Scientists have revealed through a study published in Proceedings of the National Academy of Sciences that the mass extinction event that wiped out three-fourths of life on Earth including dinosaurs paved way for the swift rise of frogs.

In the study scientists have put forward a new tree of life for frogs that they claim not only helps solve longstanding riddles about relationships of frogs, but also sheds light on the history and pace of frog evolution.

Researchers at Florida Museum of Natural History on the University of Florida campus point out that while frogs have been around even during the age of dinosaurs, diversity in the species wasn’t all that high. It was only after the extinction of the dinosaurs that there was a huge burst in diversity that resulted in the vast majority of frogs we see today. Scientists found that about 88 per cent of living species of frogs that we see toay appeared simultaneously, evolving on the heels of the extinction event.

Frogs rose to become one of the most diverse groups of vertebrates, with more than 6,700 described species. But sparse genetic data has hindered scientists from reliably tracing their evolutionary history and the links between frog families.

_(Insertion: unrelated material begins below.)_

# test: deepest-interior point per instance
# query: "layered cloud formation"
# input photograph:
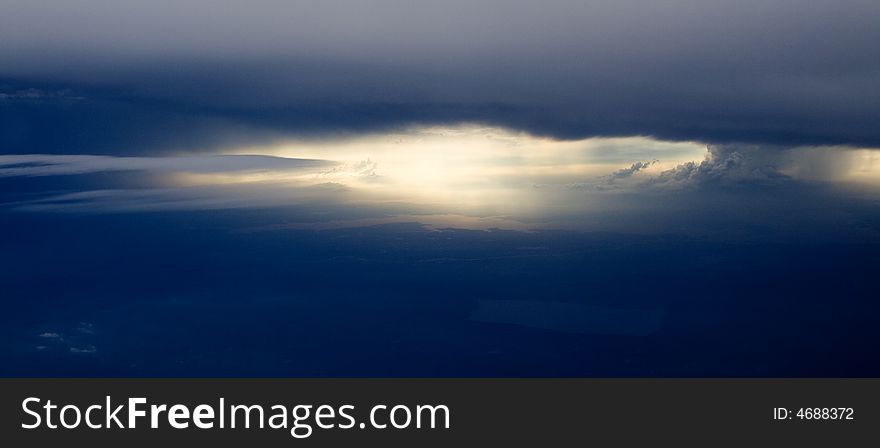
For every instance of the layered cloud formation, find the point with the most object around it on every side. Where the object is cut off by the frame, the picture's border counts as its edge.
(96, 76)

For the study researchers at the Florida Museum joined hands with their those from Sun Yat-Sen University, the University of Texas at Austin and the University of California, Berkeley. Scientists tackled the mystery of frog evolution with a dataset seven times larger than that used in prior research. The team sampled a core set of 95 nuclear genes from 156 frog species, combining this with previously published genetic data on an additional 145 species to produce the strongest-supported evolutionary tree, or phylogeny, to date. The tree represents all 55 known families of frogs and generates a new timeline of frog evolution.

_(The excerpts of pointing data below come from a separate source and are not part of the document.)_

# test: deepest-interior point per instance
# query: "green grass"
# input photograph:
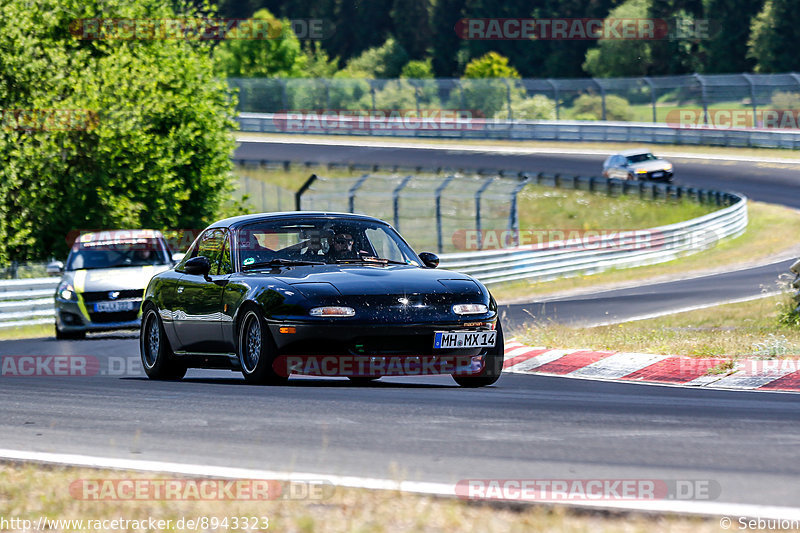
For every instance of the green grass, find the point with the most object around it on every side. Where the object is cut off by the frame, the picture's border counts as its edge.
(771, 230)
(749, 329)
(30, 491)
(672, 150)
(26, 332)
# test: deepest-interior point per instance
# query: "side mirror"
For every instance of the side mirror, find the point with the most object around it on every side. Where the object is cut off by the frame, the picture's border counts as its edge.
(54, 268)
(198, 266)
(429, 260)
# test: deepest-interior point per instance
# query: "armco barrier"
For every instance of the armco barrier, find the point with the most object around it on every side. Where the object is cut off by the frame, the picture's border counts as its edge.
(25, 302)
(530, 130)
(575, 257)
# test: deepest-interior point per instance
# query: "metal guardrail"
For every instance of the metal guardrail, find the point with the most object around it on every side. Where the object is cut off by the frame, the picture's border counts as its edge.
(26, 302)
(30, 301)
(575, 257)
(525, 130)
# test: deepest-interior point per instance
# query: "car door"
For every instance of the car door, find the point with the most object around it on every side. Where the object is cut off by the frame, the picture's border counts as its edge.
(199, 317)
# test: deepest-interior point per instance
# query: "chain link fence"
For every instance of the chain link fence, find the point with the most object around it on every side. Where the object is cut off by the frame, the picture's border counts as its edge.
(646, 99)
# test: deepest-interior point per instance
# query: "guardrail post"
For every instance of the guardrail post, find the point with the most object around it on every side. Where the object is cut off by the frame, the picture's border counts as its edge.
(478, 195)
(513, 215)
(439, 191)
(752, 98)
(351, 194)
(298, 196)
(396, 200)
(602, 97)
(703, 96)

The researchers then used fossil records to translate genetic differences between frog lineages into dates at which they likely diverged from one another. When the analyses pointed to a simultaneous evolution of the three major frog clades — Hyloidea, Microhylidae and Natatanura — the researchers initially eyed the finding with skepticism, said Peng Zhang, a corresponding study author and professor in the department of biochemistry and molecular biology at Sun Yat-Sen University in China.

The study also indicates that global frog distribution tracks the breakup of the supercontinents, beginning with Pangea about 200 million years ago and then, Gondwana, which split into South America and Africa. The data suggests frogs likely used Antarctica, not yet encased in ice sheets, as a stepping stone from South America to Australia.